| name | Contract Intelligence & Workflow Reviewer |
| description | Contract intelligence and contract operations workflow skill for Claude and Codex. Guides the full contract lifecycle review process from intake and playbook normalization through clause review, deviation scoring, negotiation planning, approval routing, QA, and action recommendations. Reviews legal, business, operational, compliance, privacy, security, technology, and AI-related risks across contracts and legal documents. Supports NDAs, SaaS agreements, DPAs, procurement contracts, commercial agreements, contract comparisons, redlines, approval packages, clause research, and drafting.
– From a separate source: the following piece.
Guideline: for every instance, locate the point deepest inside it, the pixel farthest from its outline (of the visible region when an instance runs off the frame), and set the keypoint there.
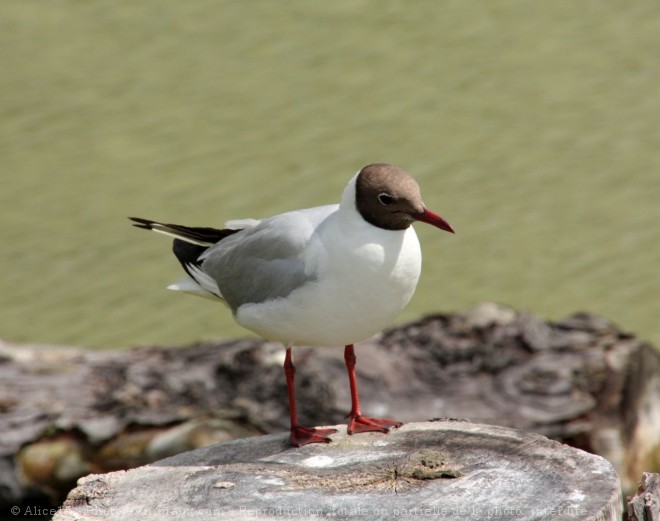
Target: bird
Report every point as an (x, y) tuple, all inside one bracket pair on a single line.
[(330, 275)]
Warning- Comprehensive reviews can consume significant Claude/OpenAI tokens, especially for large agreements, playbooks, exhibits, schedules, and multi-document reviews. |
| metadata | {"author":"Carl Ditzler","license":"Apache-2.0","version":"2026.05.16.v2"} |
Contract Intelligence & Workflow Reviewer
Use this skill when the user needs a full contract workflow: review, redline package, negotiation plan, fallback positions, approval routing, clause research, drafting, summarization, or a machine-readable next action.
This skill is designed for Codex and Claude. It is intentionally strict. The legal workflow mirrors a legal team process:
- Intake
- Playbook
- Review
- Negotiation
- Approvals
- QA
Before that legal workflow starts, run setup and persistence checks if the workspace has not been configured yet.
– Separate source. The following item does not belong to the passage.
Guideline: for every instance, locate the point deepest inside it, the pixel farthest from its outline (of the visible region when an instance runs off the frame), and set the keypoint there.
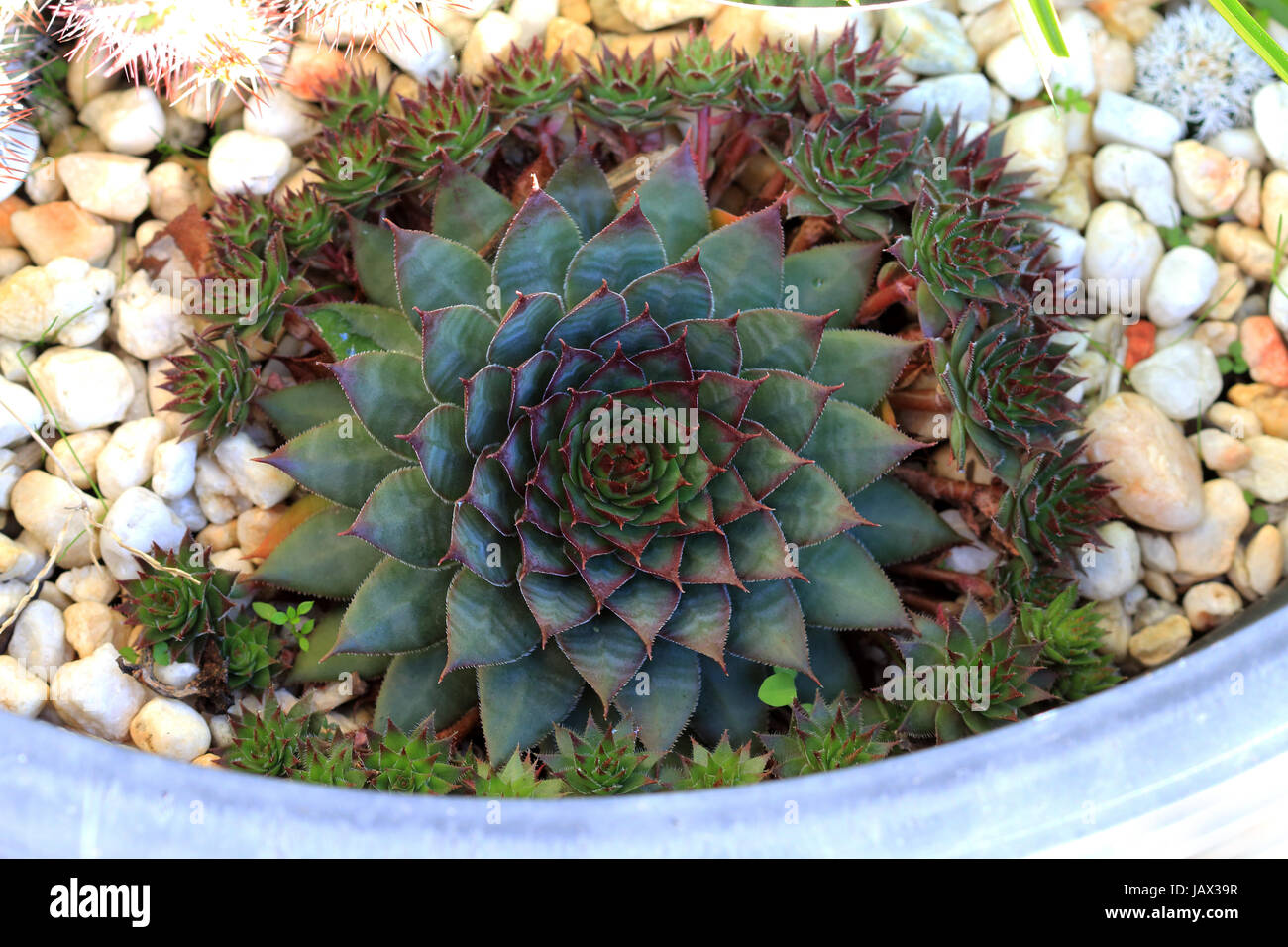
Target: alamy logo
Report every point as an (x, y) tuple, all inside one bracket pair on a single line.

For operational work, also track workflow state:
- Setup
- Intake
- Triage
- Review
- Redline
- Negotiation
- Internal approvals
- Signature-ready
- Closed
Do not skip a stage. Do not jump to the answer because the user asks for speed. If the user wants a quick turnaround, compress the explanation, not the workflow.
Load Order
Read these files in order and apply them as hard requirements:
- references/setup-and-persistence.md
- references/filesystem-workflow.md
- references/document-structure-and-attention.md
- references/security-and-privacy.md
- references/mcp-integrations.md
- references/playbook-ingestion.md
- references/intake-form.md
- references/playbook-schema.md
- references/playbook-deviation-scoring.md
- references/priority-matrix.md
- references/execution-playbook.md
- references/failure-modes.md
- references/test-plan.md
- references/benchmarking.md
Load references/output-formats.md before drafting the answer. Load references/legal-review-best-practices.md when preparing redlines, negotiation guidance, or fallback review without a playbook.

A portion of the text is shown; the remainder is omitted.